É difícil narrar uma epopeia marítima de todos os pontos de vista imaginários sem acabar a escrever muito – mas o que é interessante é que Fausto optou por fazê-lo em 1982, quando a música portuguesa se afastava do tradicional português e da canção de protesto. O próprio Fausto vinha a afastar-se da canção de protesto explícita e marcadamente 70s, pese embora possamos considerar que Por Este Rio Acima está tão pejado de questionamento da humanidade que poderia ser considerado canção de protesto (embora, a meu ver, isso seja errado porque isto já é outra coisa).
[ouça “Por Este Rio Acima” na íntegra através do Spotify:]
Por esses dias ainda não existiam os Pop Dell’Arte, mas já havia os Xutos, os Heróis do Mar, Variações, os Salada de Frutas, tudo gente que, mantendo alguma portugalidade, usava sobretudo géneros musicais estrangeiros. Ainda assim, Por Este Rio Acima foi um êxito de crítica e de vendas, pese embora tenha sido mal recebido pela juventude portuguesa que estava sedenta de estrangeiro. Essa juventude olhava para Por Este Rio Acima e só ouvia ali rancho e o rancho era coisa brega, do passado, da ditadura – para essa malta, tudo o que soasse português era pouco sofisticado, reacionário até.
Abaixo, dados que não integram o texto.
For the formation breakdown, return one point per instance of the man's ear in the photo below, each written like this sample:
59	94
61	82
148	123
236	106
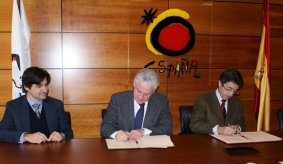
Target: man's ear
219	83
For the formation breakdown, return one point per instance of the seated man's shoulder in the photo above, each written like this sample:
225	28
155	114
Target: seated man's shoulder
53	100
206	96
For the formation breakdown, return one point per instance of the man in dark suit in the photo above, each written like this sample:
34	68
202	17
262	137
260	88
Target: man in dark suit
35	117
133	114
219	111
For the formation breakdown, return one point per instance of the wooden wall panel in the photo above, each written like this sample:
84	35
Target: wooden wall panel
102	16
236	52
88	86
95	50
276	50
44	16
85	120
45	49
5	86
139	55
5	51
276	20
199	11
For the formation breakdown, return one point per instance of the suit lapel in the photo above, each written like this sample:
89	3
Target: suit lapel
48	112
129	111
24	113
216	106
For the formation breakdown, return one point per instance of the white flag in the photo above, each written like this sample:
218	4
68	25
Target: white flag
20	47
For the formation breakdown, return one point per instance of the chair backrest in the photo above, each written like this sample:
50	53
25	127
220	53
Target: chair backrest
68	115
280	118
185	119
103	112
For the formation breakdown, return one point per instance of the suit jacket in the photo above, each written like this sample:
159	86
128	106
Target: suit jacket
120	115
16	119
207	113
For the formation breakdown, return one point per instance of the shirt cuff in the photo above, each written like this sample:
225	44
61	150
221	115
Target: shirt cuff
113	136
22	140
214	129
146	132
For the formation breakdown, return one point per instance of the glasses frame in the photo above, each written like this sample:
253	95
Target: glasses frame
230	90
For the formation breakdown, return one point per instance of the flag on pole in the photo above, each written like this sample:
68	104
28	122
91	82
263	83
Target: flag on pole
262	77
20	47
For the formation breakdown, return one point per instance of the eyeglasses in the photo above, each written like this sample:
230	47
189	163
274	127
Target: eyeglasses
144	94
234	91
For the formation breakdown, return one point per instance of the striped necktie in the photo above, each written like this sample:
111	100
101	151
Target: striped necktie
139	117
36	108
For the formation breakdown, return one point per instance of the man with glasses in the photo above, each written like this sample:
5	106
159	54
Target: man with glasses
35	117
219	111
141	111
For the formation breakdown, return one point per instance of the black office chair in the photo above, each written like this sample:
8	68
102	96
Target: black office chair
103	112
280	118
185	119
68	114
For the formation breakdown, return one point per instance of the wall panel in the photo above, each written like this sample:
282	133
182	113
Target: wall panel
93	48
276	50
237	19
45	49
44	16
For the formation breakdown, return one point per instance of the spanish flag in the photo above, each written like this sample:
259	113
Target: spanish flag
262	77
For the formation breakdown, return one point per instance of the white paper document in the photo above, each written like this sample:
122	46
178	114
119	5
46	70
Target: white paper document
247	137
158	141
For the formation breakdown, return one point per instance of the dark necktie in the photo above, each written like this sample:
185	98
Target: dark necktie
36	108
139	117
222	106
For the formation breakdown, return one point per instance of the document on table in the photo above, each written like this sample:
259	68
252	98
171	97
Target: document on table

Não podiam estar mais errados – reacionário é rejeitarmos o que somos, é tornarmo-nos uma imitação de feira do que outros produzem (e produzem melhor). Se Fausto tivesse hoje 30 anos, estaria provavelmente a usar samples de adufes e de ranchos e a misturar com tudo o que lhe desse na cabeça e a rappar por cima. Por Este Rio Acima não é reacionário, nem lírica nem musicalmente: é uma obra de imaginação gigante, um daqueles casos raros em que a megalomania do autor foi levada a bom porto, com cada melodia, cada arranjo, cada ritmo, cada instrumento escolhidos a dedo e aplicados da forma exata no momento certo, uma aventura musical que permanece sem igual.
Podemos ir aos concertos só para ver Fausto mais uma vez (talvez pela última vez), podemos ir por nostalgia ou para vivermos o que na época não pudemos viver (assistir a um concerto dedicado sobretudo a estas canções). Mas o que ali irá ser tocado continua a ser de hoje, continua a ser um farol da contemporaneidade.
Os génios até podem morrer, mas as suas obras continuam a brilhar como estrelinhas no céu. Por Este Rio Acima é uma constelação inteira.